The launched projects feature two towers of between 22 and 24 storeys. There are only two unit sizes available — 1,000 and 1,022 sq ft — with the former offering three bedrooms and two bathrooms and the latter, three bedrooms and three bathrooms. Selling prices are RM250,000 and RM288,800 respectively.

Besides local projects, MGB is moving to produce precast concrete products in Saudi Arabia. In July, it announced that its subsidiary, MGB International for Industry, had entered into a joint venture with SANY Alameriah Industrial, a branch of SANY Alameriah For Construction Co Ltd, which in turn is a JV company incorporated in Saudi Arabia between SANY and Alameriah, a top developer in the kingdom involved in construction, property development, infrastructure, design and build, and manufacturing of precast concrete products. The factory is located in Al Lith Road, Jeddah 3rd Industrial City, in Jeddah.

Back home, more plans are afoot at the Nilai factory. “We are looking to expand our capacity to meet demand as it comes.
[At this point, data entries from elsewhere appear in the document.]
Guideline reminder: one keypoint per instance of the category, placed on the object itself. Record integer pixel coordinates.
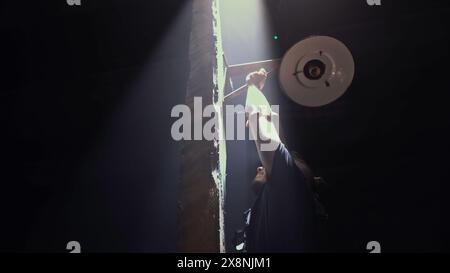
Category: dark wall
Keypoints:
(86, 97)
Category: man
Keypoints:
(283, 218)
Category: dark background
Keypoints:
(87, 155)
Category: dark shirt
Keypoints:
(283, 217)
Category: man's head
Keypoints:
(257, 78)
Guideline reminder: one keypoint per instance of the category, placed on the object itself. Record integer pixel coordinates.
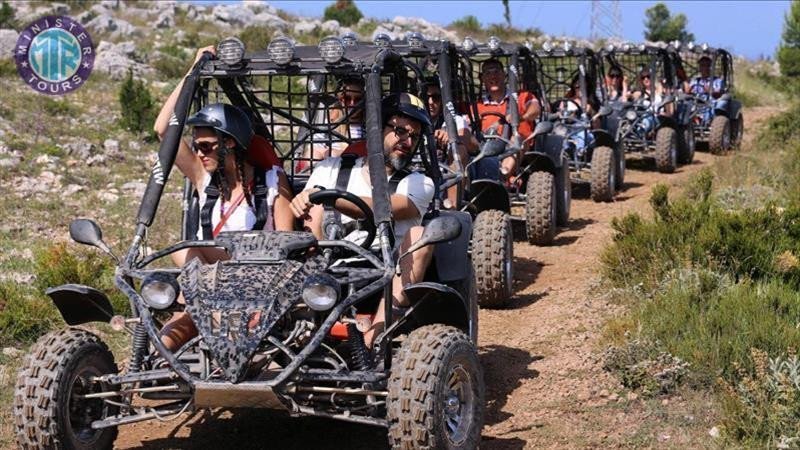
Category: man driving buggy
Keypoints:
(404, 121)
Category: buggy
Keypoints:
(280, 322)
(580, 128)
(718, 119)
(541, 185)
(657, 123)
(491, 246)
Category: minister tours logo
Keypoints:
(54, 55)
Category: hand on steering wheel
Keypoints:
(328, 197)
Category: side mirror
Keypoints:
(440, 229)
(543, 128)
(85, 231)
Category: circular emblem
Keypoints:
(54, 55)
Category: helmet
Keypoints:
(226, 119)
(407, 105)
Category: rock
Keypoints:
(8, 40)
(11, 352)
(331, 26)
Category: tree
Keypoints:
(662, 26)
(136, 103)
(789, 50)
(343, 11)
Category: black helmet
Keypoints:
(226, 119)
(407, 105)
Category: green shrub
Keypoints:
(343, 11)
(136, 105)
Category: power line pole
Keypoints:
(606, 20)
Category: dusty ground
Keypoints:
(545, 384)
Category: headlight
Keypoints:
(350, 40)
(382, 40)
(468, 44)
(230, 51)
(493, 43)
(159, 290)
(281, 50)
(331, 49)
(320, 292)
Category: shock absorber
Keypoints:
(139, 348)
(359, 355)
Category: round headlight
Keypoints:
(331, 49)
(230, 51)
(416, 40)
(494, 43)
(281, 50)
(468, 44)
(159, 290)
(320, 292)
(382, 40)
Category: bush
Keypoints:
(343, 11)
(136, 104)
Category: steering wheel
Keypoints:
(328, 197)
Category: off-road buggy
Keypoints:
(541, 184)
(718, 119)
(280, 323)
(492, 243)
(657, 123)
(580, 128)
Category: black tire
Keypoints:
(620, 160)
(686, 144)
(493, 257)
(719, 139)
(737, 131)
(540, 208)
(564, 192)
(436, 391)
(603, 174)
(56, 368)
(666, 150)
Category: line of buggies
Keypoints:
(280, 322)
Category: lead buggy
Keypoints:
(280, 322)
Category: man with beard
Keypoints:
(404, 120)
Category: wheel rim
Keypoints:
(82, 411)
(458, 404)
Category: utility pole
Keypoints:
(606, 20)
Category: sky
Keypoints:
(748, 28)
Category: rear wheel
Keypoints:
(493, 257)
(666, 150)
(686, 144)
(436, 391)
(719, 139)
(603, 174)
(540, 208)
(49, 407)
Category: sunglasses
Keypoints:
(205, 147)
(403, 133)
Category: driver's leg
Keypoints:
(412, 270)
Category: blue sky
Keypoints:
(749, 28)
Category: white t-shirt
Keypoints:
(243, 217)
(416, 186)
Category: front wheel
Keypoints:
(666, 150)
(540, 208)
(603, 174)
(436, 391)
(49, 405)
(493, 257)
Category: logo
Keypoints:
(54, 55)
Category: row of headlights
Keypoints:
(160, 291)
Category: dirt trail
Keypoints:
(545, 383)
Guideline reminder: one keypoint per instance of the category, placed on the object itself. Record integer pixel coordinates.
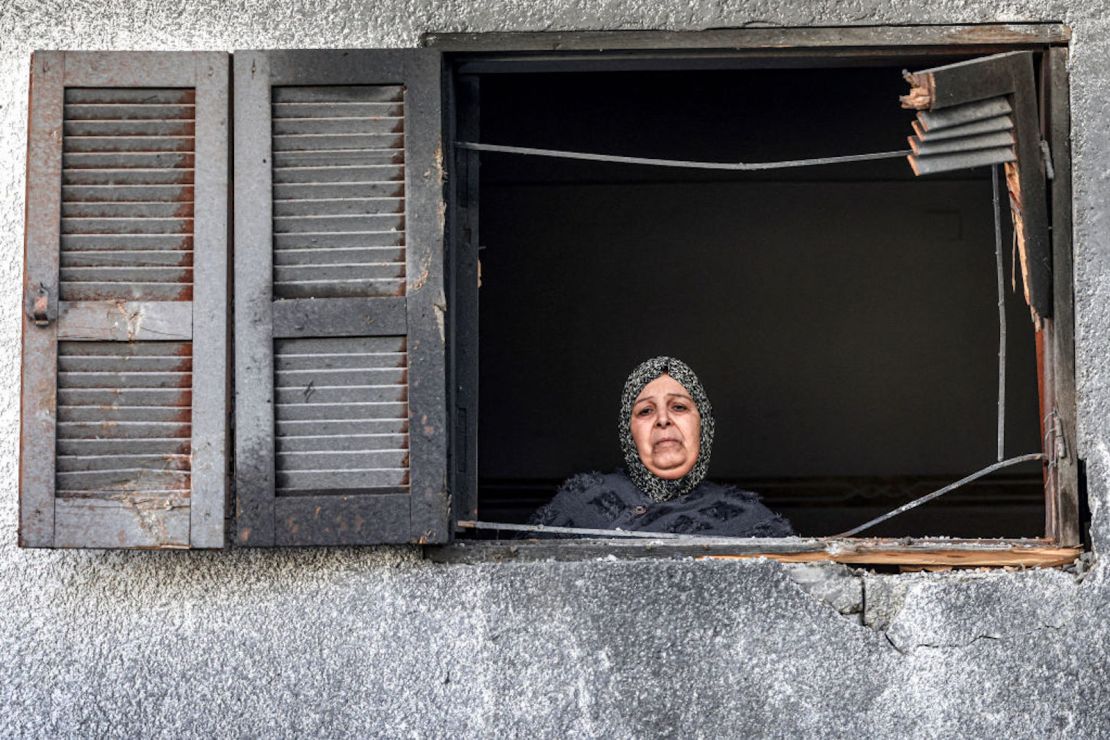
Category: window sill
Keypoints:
(912, 553)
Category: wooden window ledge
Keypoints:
(909, 553)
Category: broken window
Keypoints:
(845, 316)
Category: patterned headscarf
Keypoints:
(658, 488)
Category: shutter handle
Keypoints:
(42, 310)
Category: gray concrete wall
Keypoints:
(363, 642)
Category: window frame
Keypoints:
(468, 54)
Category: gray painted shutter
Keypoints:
(123, 429)
(339, 298)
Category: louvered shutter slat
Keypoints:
(333, 325)
(138, 302)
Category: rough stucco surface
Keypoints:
(360, 642)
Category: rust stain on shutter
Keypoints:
(124, 423)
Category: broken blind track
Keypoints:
(339, 191)
(127, 231)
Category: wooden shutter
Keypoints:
(339, 298)
(123, 436)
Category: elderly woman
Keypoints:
(666, 434)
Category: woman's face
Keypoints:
(666, 427)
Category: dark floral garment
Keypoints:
(596, 500)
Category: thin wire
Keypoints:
(743, 166)
(1001, 317)
(540, 528)
(941, 492)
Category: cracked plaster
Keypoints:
(377, 641)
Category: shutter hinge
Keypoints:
(1047, 155)
(41, 306)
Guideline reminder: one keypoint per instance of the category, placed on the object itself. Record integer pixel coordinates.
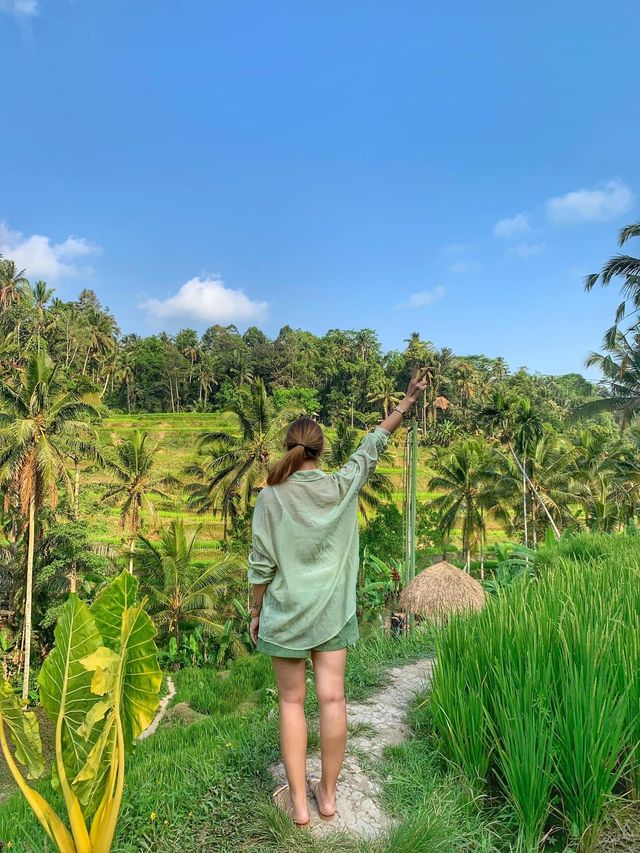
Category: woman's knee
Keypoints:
(293, 696)
(330, 694)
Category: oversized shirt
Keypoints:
(305, 547)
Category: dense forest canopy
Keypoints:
(341, 373)
(148, 452)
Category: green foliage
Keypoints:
(99, 685)
(382, 535)
(305, 400)
(537, 696)
(66, 560)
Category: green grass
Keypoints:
(536, 700)
(176, 436)
(203, 787)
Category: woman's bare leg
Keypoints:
(292, 691)
(329, 672)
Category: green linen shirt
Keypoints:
(305, 541)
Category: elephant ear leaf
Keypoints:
(65, 684)
(109, 607)
(23, 731)
(128, 631)
(141, 677)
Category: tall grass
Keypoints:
(537, 698)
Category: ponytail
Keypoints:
(304, 440)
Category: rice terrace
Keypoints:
(338, 548)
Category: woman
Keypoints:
(304, 567)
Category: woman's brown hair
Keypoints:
(304, 440)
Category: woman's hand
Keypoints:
(253, 629)
(417, 384)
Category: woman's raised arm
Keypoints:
(416, 389)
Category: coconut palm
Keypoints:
(181, 592)
(37, 297)
(234, 465)
(549, 468)
(621, 369)
(40, 419)
(101, 330)
(378, 487)
(627, 268)
(512, 420)
(473, 479)
(384, 391)
(137, 479)
(12, 283)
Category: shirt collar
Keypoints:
(308, 474)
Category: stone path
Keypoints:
(162, 710)
(359, 788)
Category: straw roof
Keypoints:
(440, 590)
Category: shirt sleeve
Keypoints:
(363, 461)
(262, 566)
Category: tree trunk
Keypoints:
(28, 599)
(535, 493)
(524, 502)
(76, 490)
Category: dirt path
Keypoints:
(359, 788)
(162, 710)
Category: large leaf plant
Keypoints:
(100, 688)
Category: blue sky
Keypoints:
(451, 169)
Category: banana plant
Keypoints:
(100, 688)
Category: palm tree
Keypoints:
(40, 419)
(234, 466)
(12, 283)
(179, 591)
(101, 329)
(549, 471)
(136, 480)
(206, 379)
(379, 486)
(384, 392)
(627, 268)
(38, 295)
(621, 369)
(473, 479)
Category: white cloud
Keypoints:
(606, 201)
(464, 266)
(207, 300)
(422, 298)
(518, 224)
(21, 8)
(42, 258)
(526, 250)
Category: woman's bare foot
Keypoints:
(326, 801)
(299, 813)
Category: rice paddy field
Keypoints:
(176, 436)
(528, 740)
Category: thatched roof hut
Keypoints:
(440, 590)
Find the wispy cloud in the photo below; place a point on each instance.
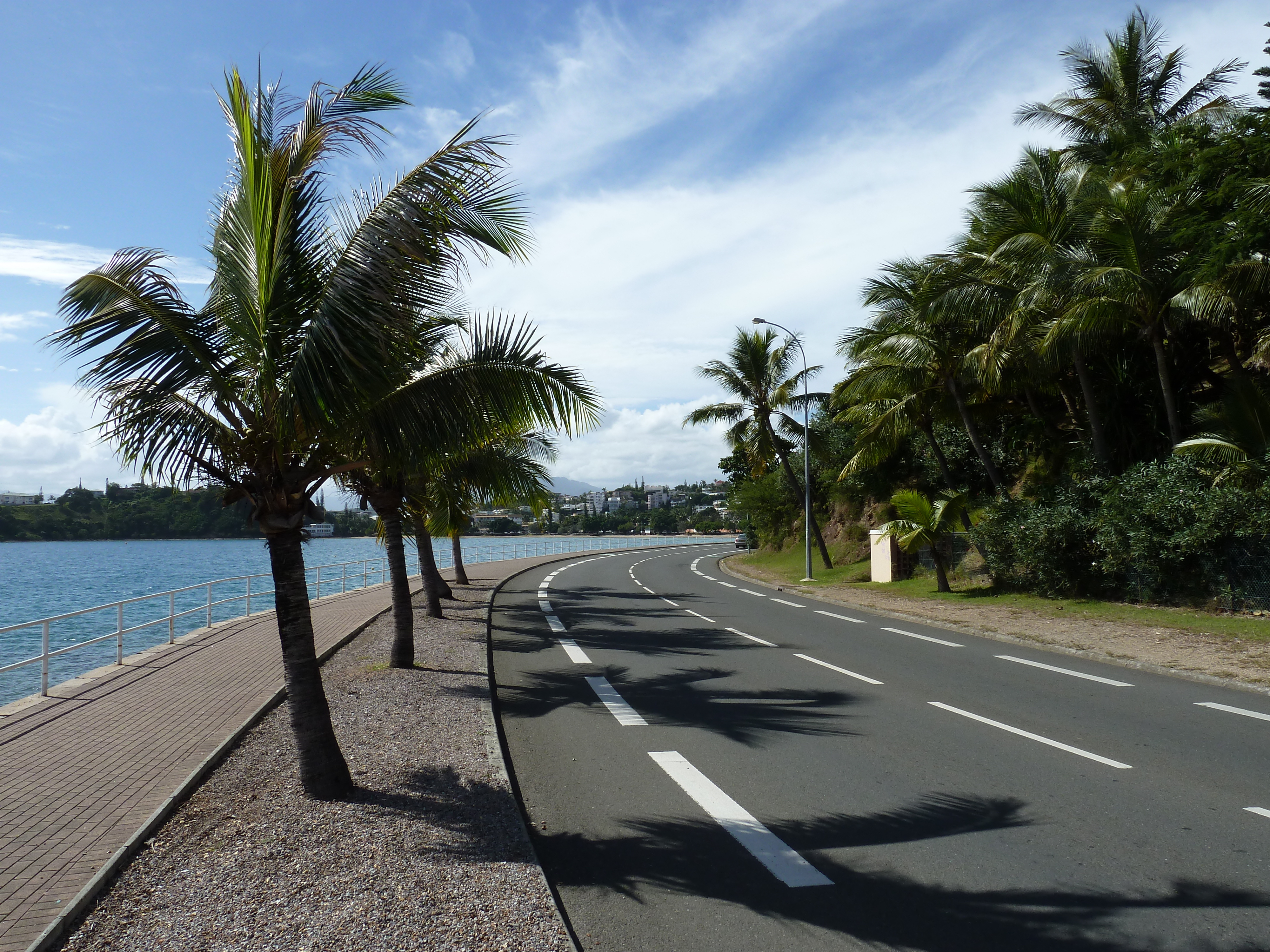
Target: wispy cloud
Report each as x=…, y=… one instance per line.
x=62, y=263
x=55, y=447
x=651, y=444
x=10, y=323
We are also continuing to experiment with new developments in the IBS ecosystem and incorporating our VaDTech into our production line to deliver to our customers and end-users value, quality and consistency in our properties,” says Isaac.

What is the outlook for the use of IBS in property development as a whole?

“It is a matter of time before the market will eventually realise and fully grasp the benefits of IBS. As labour costs continue to rise and the supply of skilled labour becomes scarce, the use of IBS will substantially reduce our exposure in relation to manpower, ensuring that our construction can carry on in a manpower shortage or where traditional construction methods are not cost effective,” says Richard.

“The advantages of IBS cannot be overstated and as the demand for IBS-built properties increases, we will be ready to meet that demand and give our IBS precast products the recognition they warrant — one that we have been building on since we started this (Nilai) factory,” says Hock San.